On my drive in to work this past week I came across this:

a bus-side advertisement for a local hospital (sadly, not mine) claiming that it was “home to the city’s best transplant outcomes.” Normally I drive right by these moving billboards without paying much attention. But this time I immediately got excited, whipped out my cell phone and snapped a picture through my passenger side door window.

Why you may ask? Because, at the risk of being overly dramatic, this advertisement represents our best hope for true health care reform.

Though we don’t often think about it this way, competition is in many ways what makes America great. Competition is what has led to transformative changes in information technology. It’s largely why my new laptop is faster, more powerful, and less expensive than the laptop I bought 5 years ago when I started medical school; which in turn was faster, more powerful, and less expensive than the  laptop I bought 4 years earlier when I started college. Competition isn’t a zero-sum game. Contrary to popular belief, it doesn’t create winner and losers. Competition makes everyone better. Think about what the iPhone has done to the mobile phone industry, or what Tiger Woods did in golf.

We may not like to admit it, but doctors, clinics, and hospitals compete too. That’s the whole reason why you see advertisements like the one above. Centers are competing for patients (especially commercially-insured patients). But, if the health care industry is competitive, why hasn’t it gotten better and cheaper? Why do ten of thousands of  patients die from preventable errors and the costs of health care continue to skyrocket? The answer is the health care industry competes on all the wrong things.  Anyone who has flown a long-distance flight knows firsthand what happens when you compete on the wrong things. The airline industry competes mostly on price, not comfort or quality. As a result flights have gotten cheaper but at the expense of leg room. At the same time, flights haven’t gotten any faster (think about it: it takes the same amount of time to fly from the U.S. to Europe today as it did 20 years ago). Imagine what would happen instead if airlines competed on flight times. The industry would invest in new engine technology instead of hiring consultants to figure out how to charge for carry-on baggage. Flights would get faster (though perhaps at the cost of cheap airfare). In competition, like many things in life, you get what you ask for.
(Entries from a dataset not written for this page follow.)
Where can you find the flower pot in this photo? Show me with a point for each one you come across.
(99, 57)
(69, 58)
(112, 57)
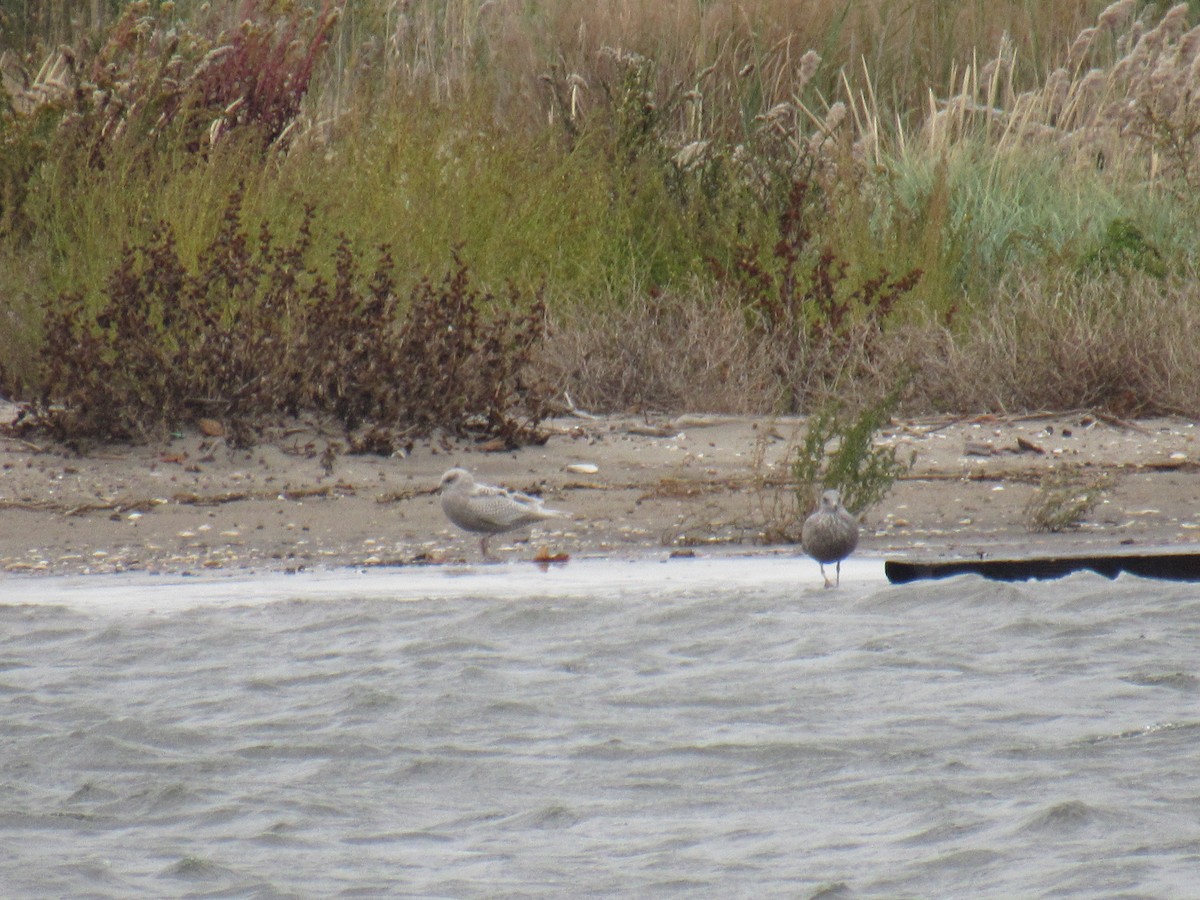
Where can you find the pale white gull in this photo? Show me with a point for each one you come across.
(489, 509)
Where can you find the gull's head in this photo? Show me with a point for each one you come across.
(455, 478)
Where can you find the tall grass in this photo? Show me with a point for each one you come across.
(627, 156)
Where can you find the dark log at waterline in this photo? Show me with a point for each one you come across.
(1169, 564)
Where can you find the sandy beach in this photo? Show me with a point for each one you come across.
(635, 486)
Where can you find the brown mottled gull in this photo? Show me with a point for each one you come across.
(829, 534)
(487, 509)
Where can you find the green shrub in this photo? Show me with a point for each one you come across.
(257, 329)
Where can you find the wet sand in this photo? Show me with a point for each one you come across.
(636, 487)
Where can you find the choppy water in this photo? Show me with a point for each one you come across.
(696, 727)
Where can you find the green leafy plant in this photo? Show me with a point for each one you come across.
(256, 329)
(839, 451)
(804, 295)
(1125, 247)
(1063, 499)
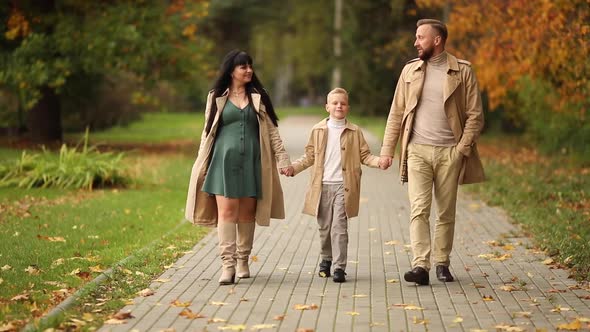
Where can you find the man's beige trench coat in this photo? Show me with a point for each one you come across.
(354, 151)
(462, 104)
(201, 208)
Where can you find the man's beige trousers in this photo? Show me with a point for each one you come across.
(432, 169)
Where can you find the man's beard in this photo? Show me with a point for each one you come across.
(426, 53)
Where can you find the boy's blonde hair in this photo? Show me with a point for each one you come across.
(335, 91)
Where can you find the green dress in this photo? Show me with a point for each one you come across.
(235, 169)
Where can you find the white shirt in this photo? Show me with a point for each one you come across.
(332, 159)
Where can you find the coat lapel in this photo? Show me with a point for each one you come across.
(453, 79)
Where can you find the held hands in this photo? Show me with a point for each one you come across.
(385, 162)
(288, 171)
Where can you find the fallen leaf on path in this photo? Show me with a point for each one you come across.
(219, 303)
(187, 313)
(123, 315)
(573, 326)
(146, 292)
(509, 328)
(421, 321)
(560, 309)
(239, 327)
(262, 327)
(177, 303)
(525, 314)
(312, 306)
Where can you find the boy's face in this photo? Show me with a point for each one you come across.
(337, 106)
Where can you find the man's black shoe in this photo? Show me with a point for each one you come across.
(339, 275)
(443, 274)
(325, 268)
(418, 275)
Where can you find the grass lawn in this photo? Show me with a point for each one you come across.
(53, 241)
(152, 128)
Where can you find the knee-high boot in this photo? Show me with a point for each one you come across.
(226, 232)
(245, 241)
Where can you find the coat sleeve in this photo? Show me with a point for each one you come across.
(308, 157)
(365, 152)
(276, 143)
(474, 111)
(394, 119)
(207, 114)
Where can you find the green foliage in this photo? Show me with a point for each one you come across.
(73, 168)
(549, 201)
(560, 132)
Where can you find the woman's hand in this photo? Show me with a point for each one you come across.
(288, 171)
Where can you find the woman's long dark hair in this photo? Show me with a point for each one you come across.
(232, 60)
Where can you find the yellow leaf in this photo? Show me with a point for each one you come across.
(177, 303)
(262, 327)
(232, 327)
(187, 313)
(218, 303)
(146, 292)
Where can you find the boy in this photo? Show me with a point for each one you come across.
(335, 150)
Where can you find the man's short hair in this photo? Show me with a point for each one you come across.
(437, 25)
(335, 91)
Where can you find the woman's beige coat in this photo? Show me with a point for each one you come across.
(201, 208)
(354, 152)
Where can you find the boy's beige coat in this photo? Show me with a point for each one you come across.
(463, 107)
(201, 208)
(355, 151)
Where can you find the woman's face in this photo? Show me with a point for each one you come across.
(242, 74)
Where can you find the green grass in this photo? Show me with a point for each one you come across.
(54, 239)
(152, 128)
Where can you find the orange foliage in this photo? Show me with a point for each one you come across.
(506, 40)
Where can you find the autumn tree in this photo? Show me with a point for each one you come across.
(531, 59)
(47, 46)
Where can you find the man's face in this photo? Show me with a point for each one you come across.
(425, 41)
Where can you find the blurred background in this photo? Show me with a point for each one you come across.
(66, 65)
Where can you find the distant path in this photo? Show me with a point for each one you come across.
(509, 288)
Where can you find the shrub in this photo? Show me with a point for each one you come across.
(73, 168)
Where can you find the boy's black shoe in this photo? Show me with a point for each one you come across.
(443, 274)
(339, 275)
(418, 275)
(325, 268)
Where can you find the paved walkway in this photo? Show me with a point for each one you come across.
(502, 283)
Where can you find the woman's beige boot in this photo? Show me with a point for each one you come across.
(245, 241)
(226, 232)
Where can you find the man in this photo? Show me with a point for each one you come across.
(437, 114)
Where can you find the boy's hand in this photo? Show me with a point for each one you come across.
(288, 171)
(385, 162)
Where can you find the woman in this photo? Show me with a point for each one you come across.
(239, 144)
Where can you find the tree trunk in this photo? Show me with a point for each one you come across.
(44, 119)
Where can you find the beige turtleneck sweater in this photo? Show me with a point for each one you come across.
(431, 126)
You don’t have to look far to see what the health care industry competes on. At its worst, it competes on technology (e.g., “we have the city’s highest resolution CT scanner”) or hospitality services (e.g., plasma screen TV in every room). Competing on technology has created an arms race, in which hospitals buy expensive equipment that has little proven marginal value and then overuse them in order to recover capital costs. And while patient comfort is important, competing on hospitality often comes at the expense of investments that would improve care, but aren’t as easily posted on a billboard. Slightly better but not ideal, they compete on patient satisfaction (e.g., customer surveys), reputation (e.g., U.S. News and World Report rankings), or procedural volume (e.g., most number of heart surgeries). While these are steps in the right direction, they side step what we really care about — getting the best care possible. If we are healthy, we want to stay healthy; if we are sick, we want to get better. While having a nice television, a famous doctor, and an experienced center are all well and good, they are secondary to going to the center with the best outcomes. By competing on the wrong things, we create the messy health care system we have. We get less leg room.
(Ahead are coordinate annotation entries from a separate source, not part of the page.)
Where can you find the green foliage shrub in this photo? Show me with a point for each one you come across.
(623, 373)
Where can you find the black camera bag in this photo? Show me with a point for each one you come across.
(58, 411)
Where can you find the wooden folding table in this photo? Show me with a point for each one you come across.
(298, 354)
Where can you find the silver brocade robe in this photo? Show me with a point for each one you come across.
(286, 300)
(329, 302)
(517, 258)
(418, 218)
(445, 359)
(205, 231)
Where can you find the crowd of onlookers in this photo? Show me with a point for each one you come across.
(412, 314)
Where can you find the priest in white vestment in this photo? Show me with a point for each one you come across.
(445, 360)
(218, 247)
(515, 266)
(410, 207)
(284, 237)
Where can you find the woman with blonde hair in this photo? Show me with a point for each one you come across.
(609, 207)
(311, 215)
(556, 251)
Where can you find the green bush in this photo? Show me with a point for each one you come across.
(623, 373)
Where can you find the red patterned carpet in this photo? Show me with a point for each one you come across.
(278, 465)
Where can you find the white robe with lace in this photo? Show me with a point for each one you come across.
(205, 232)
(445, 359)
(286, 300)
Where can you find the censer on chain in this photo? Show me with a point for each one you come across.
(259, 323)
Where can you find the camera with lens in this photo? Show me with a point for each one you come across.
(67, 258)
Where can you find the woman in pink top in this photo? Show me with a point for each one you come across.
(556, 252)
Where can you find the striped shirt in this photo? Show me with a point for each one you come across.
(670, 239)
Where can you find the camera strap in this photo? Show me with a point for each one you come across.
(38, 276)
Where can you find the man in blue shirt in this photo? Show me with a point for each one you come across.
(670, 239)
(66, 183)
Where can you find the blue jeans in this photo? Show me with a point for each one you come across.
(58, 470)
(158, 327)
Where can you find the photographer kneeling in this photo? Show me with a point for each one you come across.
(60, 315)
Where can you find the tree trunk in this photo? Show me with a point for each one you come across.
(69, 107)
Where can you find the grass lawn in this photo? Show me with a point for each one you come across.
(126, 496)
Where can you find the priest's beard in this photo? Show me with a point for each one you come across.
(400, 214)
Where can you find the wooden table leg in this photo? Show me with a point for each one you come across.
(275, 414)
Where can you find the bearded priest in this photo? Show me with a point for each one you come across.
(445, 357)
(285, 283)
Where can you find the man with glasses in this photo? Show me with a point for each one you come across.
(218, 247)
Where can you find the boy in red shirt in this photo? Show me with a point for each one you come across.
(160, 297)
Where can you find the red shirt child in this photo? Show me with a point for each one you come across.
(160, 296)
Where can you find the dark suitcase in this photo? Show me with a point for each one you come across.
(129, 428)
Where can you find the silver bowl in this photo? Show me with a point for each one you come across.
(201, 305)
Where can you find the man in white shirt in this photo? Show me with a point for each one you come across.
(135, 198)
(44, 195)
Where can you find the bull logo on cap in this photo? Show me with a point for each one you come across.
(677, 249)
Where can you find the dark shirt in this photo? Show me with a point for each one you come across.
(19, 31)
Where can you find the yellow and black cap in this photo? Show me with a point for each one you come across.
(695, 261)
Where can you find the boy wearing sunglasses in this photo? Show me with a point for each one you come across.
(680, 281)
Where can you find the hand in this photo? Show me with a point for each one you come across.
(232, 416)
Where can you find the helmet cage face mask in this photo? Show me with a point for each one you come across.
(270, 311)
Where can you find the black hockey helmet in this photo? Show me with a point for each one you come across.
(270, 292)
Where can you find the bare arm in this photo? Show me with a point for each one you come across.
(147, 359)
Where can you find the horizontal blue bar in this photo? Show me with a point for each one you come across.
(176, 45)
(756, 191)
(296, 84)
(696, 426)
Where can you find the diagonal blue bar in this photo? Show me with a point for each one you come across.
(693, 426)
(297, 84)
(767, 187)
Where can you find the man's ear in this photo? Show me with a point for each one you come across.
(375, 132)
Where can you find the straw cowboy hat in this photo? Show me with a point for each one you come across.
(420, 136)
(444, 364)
Imagine a world where doctors, clinics, and hospitals measured and reported outcomes. Doctors and the organizations they worked in would be accountable for how their patients did. Consumers would compare centers against one another and vote with their feet. To get his diabetes under control, instead of going to the doctor his insurance company picked out, Mr. Jones would go the doctor with the lowest average HbA1c (three-month running average of sugar control). When Mrs. Smith is diagnosed with breast cancer, instead of going to the cancer doctor her primary care doctor knows from medical school, she would go to the cancer center with the highest 5-year cancer-free survival rates. In the static view, the best centers would get rewarded with more patients; the worst would be at risk for going out of business. In the dynamic view, every center would improve. Instead of a new CT scanner, centers would make investments that improved care. The worst centers would copy the best centers, and the best centers would innovate to be even better. We’d get the iPhone, and a better Blackberry too.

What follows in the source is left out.